Достоевскому было из-за чего беспокоиться. Поучения Зосимы отвечали Великому инквизитору не по пунктам, а в художественной картине, являвшей высокий идеал. Но образ мира был исполнен мрачного трагизма. События романа свидетельствовали о подорванных и извращенных нравственных началах, о безвременном одряхлении общественного организма, когда только уголовные дела тревожно напоминают о какой-то беде, с которой, как с опасным злом, уже трудно бороться. Люди потеряли чувствительность к трагической безалаберщине настоящей минуты и способны лишь смаковать сильные ощущения. Достоевский писал Е. А. Штакеншнейдер: «Болезнь и болезненное настроение лежат в корне самого нашего общества, и на того, кто сумеет это заметить и указать, — общее негодование».

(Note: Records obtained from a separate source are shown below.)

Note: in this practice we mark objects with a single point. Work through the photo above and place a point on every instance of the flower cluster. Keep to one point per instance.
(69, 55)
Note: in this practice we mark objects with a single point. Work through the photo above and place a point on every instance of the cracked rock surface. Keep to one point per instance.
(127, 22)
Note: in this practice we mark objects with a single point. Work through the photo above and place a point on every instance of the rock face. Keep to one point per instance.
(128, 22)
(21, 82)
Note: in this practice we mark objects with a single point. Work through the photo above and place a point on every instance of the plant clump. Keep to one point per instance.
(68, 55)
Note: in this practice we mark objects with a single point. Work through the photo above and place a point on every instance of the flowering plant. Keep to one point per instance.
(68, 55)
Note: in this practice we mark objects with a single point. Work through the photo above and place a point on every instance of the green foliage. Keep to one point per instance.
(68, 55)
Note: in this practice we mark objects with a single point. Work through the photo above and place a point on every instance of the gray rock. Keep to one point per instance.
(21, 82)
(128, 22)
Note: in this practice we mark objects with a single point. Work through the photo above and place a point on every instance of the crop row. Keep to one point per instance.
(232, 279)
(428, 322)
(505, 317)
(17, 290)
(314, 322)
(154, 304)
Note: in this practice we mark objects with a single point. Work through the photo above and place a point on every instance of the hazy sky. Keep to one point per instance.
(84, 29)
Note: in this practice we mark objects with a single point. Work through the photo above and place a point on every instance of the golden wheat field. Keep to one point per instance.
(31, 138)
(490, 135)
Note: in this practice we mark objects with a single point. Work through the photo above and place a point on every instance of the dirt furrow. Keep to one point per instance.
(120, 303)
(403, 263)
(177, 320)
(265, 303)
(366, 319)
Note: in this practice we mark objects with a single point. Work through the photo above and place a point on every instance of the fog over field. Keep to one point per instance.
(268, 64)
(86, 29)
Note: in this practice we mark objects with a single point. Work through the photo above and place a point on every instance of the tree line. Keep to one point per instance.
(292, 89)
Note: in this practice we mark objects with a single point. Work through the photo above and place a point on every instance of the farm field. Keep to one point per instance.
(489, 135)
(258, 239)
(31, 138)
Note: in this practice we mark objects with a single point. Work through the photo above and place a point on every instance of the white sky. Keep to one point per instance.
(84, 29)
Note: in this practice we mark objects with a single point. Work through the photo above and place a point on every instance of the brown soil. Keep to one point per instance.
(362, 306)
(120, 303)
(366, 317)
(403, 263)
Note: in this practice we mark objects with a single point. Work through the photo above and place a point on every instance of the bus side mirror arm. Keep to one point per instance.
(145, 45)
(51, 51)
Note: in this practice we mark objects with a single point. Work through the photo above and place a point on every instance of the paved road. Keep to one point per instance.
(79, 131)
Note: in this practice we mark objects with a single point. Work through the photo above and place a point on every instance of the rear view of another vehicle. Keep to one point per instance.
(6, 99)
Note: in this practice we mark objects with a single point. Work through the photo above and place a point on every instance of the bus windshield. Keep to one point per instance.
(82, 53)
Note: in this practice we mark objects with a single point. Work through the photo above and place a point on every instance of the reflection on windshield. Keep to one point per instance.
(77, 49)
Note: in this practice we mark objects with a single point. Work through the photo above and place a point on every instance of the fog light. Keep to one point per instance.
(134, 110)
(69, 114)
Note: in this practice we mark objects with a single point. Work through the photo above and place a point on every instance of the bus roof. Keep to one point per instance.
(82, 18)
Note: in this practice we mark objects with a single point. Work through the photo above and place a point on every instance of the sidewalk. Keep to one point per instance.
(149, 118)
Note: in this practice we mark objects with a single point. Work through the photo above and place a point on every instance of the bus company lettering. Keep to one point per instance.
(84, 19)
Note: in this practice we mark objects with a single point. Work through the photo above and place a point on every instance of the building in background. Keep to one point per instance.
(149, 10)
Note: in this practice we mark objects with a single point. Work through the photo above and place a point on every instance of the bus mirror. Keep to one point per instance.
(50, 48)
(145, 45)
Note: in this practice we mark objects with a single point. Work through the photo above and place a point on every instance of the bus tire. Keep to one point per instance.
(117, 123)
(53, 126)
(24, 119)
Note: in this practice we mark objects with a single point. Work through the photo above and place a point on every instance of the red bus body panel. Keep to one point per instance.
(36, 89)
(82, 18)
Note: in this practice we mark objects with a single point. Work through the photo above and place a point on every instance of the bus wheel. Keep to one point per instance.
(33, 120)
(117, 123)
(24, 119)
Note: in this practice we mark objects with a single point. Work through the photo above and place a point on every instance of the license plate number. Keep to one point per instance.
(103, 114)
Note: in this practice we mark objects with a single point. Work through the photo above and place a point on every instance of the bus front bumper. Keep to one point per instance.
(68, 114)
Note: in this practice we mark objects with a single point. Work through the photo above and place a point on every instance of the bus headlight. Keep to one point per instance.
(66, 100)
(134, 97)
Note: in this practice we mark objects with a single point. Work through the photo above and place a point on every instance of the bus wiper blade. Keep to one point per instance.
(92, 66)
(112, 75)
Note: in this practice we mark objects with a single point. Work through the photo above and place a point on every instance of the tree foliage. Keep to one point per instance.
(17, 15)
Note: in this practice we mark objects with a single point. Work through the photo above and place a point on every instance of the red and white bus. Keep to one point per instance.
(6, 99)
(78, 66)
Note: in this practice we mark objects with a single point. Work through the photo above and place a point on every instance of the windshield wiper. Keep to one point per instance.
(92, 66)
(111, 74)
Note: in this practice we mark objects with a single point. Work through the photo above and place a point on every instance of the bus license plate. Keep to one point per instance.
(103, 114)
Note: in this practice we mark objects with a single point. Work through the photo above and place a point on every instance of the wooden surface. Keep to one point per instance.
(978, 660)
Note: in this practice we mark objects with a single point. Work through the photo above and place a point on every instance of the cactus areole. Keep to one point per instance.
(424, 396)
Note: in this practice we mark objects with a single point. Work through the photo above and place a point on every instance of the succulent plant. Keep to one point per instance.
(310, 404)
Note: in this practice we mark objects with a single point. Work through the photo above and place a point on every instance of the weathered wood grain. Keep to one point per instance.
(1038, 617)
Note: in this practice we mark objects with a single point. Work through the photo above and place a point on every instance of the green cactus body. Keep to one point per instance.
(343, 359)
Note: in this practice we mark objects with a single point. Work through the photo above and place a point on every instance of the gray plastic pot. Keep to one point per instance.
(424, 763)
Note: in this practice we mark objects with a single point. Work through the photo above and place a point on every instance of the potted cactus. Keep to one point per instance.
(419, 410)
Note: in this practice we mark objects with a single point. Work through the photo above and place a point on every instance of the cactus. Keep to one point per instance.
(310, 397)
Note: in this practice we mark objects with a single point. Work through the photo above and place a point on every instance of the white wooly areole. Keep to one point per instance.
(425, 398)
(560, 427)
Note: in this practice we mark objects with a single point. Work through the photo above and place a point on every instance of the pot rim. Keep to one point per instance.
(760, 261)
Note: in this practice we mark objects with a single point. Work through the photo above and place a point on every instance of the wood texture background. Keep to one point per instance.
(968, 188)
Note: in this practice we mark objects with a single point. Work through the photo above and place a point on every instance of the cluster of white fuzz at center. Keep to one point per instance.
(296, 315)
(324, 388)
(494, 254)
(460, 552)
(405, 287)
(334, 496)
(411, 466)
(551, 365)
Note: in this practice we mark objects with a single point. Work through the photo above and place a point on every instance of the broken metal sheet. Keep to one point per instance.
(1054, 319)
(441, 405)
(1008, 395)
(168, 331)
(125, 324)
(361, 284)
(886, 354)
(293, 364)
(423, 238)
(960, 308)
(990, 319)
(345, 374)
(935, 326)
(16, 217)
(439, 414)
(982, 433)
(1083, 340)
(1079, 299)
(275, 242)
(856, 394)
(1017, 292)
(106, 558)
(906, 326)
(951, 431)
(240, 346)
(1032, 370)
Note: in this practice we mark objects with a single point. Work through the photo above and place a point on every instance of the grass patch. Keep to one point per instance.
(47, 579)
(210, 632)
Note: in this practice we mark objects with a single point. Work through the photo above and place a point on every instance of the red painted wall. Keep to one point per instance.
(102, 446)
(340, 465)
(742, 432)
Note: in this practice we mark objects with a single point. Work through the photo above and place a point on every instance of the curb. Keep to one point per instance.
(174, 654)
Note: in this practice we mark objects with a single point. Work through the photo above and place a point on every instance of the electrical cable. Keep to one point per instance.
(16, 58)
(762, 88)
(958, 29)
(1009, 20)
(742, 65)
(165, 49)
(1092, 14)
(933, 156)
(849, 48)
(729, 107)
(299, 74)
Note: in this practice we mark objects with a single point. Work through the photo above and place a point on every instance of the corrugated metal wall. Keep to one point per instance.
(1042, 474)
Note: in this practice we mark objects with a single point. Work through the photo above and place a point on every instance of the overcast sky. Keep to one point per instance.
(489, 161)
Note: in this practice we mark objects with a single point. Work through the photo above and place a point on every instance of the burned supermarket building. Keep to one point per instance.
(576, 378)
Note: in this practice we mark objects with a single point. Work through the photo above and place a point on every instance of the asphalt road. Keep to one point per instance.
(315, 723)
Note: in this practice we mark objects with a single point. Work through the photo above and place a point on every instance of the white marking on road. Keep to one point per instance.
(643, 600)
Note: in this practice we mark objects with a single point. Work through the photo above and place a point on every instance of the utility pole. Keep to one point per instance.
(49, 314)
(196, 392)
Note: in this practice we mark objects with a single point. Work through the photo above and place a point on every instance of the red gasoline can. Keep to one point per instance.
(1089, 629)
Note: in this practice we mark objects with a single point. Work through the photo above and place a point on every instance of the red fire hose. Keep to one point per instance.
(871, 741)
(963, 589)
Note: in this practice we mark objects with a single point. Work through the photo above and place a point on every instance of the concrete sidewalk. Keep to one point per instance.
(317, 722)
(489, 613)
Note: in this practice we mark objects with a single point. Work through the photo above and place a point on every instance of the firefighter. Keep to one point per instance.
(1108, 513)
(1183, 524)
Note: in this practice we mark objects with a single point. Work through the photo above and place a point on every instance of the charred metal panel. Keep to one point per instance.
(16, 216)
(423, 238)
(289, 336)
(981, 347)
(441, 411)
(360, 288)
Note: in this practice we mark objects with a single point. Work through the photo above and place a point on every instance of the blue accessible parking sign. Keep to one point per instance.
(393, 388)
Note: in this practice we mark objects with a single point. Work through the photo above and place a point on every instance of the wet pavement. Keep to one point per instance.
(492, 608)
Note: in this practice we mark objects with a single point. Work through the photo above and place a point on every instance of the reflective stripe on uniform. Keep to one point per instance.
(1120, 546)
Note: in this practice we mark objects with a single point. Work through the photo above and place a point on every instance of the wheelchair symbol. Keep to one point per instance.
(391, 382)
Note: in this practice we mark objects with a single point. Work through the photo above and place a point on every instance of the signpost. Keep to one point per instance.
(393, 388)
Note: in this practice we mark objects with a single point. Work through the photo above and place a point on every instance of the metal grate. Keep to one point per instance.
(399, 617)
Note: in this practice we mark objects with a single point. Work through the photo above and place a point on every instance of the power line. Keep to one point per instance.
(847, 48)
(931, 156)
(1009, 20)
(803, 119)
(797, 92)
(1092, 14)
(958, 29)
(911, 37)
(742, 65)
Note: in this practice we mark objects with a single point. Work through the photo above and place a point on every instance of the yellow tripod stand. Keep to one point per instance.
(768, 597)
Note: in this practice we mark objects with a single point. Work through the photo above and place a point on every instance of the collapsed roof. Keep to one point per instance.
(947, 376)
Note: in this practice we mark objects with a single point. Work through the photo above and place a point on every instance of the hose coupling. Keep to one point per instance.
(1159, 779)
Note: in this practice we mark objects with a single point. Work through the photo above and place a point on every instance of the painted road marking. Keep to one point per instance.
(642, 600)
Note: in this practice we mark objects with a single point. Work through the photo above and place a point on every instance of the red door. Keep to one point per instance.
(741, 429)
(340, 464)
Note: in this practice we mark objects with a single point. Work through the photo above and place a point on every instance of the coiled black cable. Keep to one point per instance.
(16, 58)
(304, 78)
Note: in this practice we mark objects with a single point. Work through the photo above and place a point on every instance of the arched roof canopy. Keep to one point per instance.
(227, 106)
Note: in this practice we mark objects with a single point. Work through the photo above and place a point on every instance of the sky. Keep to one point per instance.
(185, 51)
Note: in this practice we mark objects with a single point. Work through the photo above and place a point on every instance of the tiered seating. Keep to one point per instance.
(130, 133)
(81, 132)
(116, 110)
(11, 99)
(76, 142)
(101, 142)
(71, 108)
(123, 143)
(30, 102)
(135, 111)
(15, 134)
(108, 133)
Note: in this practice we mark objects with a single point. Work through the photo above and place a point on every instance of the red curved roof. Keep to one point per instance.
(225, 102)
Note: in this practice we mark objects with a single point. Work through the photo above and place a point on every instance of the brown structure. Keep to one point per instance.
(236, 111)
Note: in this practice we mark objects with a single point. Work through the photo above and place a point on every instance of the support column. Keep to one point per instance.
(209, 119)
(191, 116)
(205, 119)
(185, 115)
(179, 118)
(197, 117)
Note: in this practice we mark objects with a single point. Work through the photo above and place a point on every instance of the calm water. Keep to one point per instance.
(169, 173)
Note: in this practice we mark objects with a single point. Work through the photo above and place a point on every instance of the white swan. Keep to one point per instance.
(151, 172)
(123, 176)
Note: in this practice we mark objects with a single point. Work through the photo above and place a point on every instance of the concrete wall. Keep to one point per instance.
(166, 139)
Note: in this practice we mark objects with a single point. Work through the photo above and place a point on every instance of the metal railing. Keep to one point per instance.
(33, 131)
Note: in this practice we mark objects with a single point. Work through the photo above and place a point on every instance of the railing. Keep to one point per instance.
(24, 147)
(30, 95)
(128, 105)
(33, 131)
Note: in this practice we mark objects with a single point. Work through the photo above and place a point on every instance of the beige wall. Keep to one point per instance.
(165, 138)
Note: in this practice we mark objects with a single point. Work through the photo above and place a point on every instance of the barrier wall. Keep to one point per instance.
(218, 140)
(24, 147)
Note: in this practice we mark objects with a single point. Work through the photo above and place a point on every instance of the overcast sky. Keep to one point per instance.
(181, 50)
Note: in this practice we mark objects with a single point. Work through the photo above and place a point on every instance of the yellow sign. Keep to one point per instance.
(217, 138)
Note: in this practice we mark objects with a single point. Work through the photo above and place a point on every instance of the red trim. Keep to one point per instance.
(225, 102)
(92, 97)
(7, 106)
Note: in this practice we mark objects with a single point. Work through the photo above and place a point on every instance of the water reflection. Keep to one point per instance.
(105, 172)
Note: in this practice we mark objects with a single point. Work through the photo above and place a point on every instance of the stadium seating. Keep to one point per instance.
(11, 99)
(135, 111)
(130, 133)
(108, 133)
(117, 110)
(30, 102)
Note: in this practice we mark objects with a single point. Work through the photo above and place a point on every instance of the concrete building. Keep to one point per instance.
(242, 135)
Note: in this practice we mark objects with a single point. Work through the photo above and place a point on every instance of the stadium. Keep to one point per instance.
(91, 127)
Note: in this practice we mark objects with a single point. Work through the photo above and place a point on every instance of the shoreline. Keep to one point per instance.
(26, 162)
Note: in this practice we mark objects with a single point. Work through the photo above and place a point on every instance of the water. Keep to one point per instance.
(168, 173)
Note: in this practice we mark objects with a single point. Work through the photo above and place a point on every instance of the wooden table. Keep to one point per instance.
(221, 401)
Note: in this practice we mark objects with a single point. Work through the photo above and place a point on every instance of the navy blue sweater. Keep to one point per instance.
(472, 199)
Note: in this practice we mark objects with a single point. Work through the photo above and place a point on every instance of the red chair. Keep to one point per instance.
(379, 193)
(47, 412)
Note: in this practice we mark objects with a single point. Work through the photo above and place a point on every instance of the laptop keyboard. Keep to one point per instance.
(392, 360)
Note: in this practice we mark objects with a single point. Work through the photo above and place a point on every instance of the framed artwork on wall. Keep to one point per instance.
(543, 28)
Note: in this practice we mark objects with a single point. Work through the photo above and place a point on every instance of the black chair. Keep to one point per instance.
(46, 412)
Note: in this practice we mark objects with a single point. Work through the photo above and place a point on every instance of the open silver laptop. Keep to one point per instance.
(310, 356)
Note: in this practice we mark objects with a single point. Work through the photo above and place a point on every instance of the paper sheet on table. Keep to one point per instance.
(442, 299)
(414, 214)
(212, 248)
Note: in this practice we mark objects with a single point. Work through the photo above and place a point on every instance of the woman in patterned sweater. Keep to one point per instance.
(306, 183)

...Ф. М. уезжал из Эмса после пяти недель лечения с надеждой, что не зря потерял время и ему хватит сил довести «Карамазовых» до конца. Будущее пугало неопределенностью и необеспеченностью. «Кончу роман, — писал он жене в августе 1879-го, — и в конце будущего года объявлю подписку на “Дневник” и на подписные деньги куплю имение, а жить и издавать “Дневник” до следующей подписки протяну как-нибудь продажей книжонок. Нужна энергическая мера, иначе никогда ничего не будет».
Он полагал, что покупка имения даст капитал, который умножится, когда дети подрастут. Мысль об имении, однако, была дорога' даже не финансово, а идейно: «Тот, кто владеет землею, участвует и в политической власти над государством. Это будущее детей и определение того, чем они будут: твердыми ли и самостоятельными гражданами (никого не хуже) или стрюцкими» — то есть людьми пустыми, дрянными, потерянными. Тремя годами раньше, в «Дневнике писателя», формула будущего определялась именно через Землю и Сад: «Человечество обновится в Саду и Садом выправится... Дети людей должны родиться на земле, а не на мостовой. Можно жить потом на мостовой, но родиться и всходить нация, в огромном большинстве своем, должна на земле, на почве, на которой хлеб и деревья растут».